Cependant, j’ai fini par me lasser un peu de certains procédés, qui ont eu tendance à me sortir de l’histoire. Par exemple, j’ai toujours beaucoup de mal avec les anachronismes voulus. Je comprends que l’on puisse transposer une histoire, mais dès que la période temporelle se floute, faisant cohabiter un hélicoptère et un Roi de France, on me perd complètement. J’ai vraiment regretté cela, d’autant plus que les éléments ultra-modernes ne m’ont pas semblé nécessaires à la progression de l’intrigue.

Je connaissais la fin de l’histoire avant de regarder le film, ce qui m’a privée du suspens, et sans doute d’une partie de l’émotion que j’aurais pu ressentir.

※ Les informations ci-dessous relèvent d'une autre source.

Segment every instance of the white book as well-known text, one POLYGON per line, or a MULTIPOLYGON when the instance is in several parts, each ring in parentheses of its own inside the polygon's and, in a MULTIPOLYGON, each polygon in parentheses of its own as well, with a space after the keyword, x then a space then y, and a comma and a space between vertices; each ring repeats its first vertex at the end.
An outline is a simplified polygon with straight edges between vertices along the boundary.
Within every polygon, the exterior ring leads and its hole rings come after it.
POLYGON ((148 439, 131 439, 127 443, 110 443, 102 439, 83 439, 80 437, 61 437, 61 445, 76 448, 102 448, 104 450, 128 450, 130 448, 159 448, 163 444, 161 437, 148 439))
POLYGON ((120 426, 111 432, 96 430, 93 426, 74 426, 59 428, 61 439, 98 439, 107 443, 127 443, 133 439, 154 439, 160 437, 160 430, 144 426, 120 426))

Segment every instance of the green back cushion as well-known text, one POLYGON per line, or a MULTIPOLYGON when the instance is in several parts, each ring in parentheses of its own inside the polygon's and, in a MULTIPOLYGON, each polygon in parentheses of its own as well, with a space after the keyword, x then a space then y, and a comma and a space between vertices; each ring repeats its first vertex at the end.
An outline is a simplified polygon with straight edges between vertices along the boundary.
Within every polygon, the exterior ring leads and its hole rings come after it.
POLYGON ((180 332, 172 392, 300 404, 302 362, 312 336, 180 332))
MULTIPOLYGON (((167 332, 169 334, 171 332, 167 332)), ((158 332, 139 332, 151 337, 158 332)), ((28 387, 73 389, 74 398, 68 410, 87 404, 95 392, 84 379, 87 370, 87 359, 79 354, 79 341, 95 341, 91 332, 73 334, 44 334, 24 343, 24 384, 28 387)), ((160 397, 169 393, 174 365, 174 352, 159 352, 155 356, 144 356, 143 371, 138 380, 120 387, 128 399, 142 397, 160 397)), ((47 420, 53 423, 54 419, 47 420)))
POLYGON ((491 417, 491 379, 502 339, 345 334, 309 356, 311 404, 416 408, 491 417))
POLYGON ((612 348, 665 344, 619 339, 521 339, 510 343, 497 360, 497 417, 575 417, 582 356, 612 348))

J’ai toutefois été touchée par l’évolution de la position des parents et du frère de Marguerite et Julien, qui finissent par soutenir les deux jeunes gens en dépit de toutes leurs réticences. Finalement, ce que j’ai le plus aimé dans ce film, c’est la prise de position claire de la réalisatrice, qui pose l’inceste non comme un crime ou une maladie, en dépit de ce que les protagonistes répètent à l’envi, mais comme un choix, une liberté que deux individus devraient pouvoir prendre sans que l’État, l’Église ou leurs proches s’en mêlent. Le texte récité par les voix off tout à la fin du film va dans le sens de l’exaltation de la liberté et de l’union fusionnelle de ces deux âmes qui n’avaient pas choisi de naître frère et sœur. Un pied de nez à la morale qui m’a plus convaincue que la forme de la narration.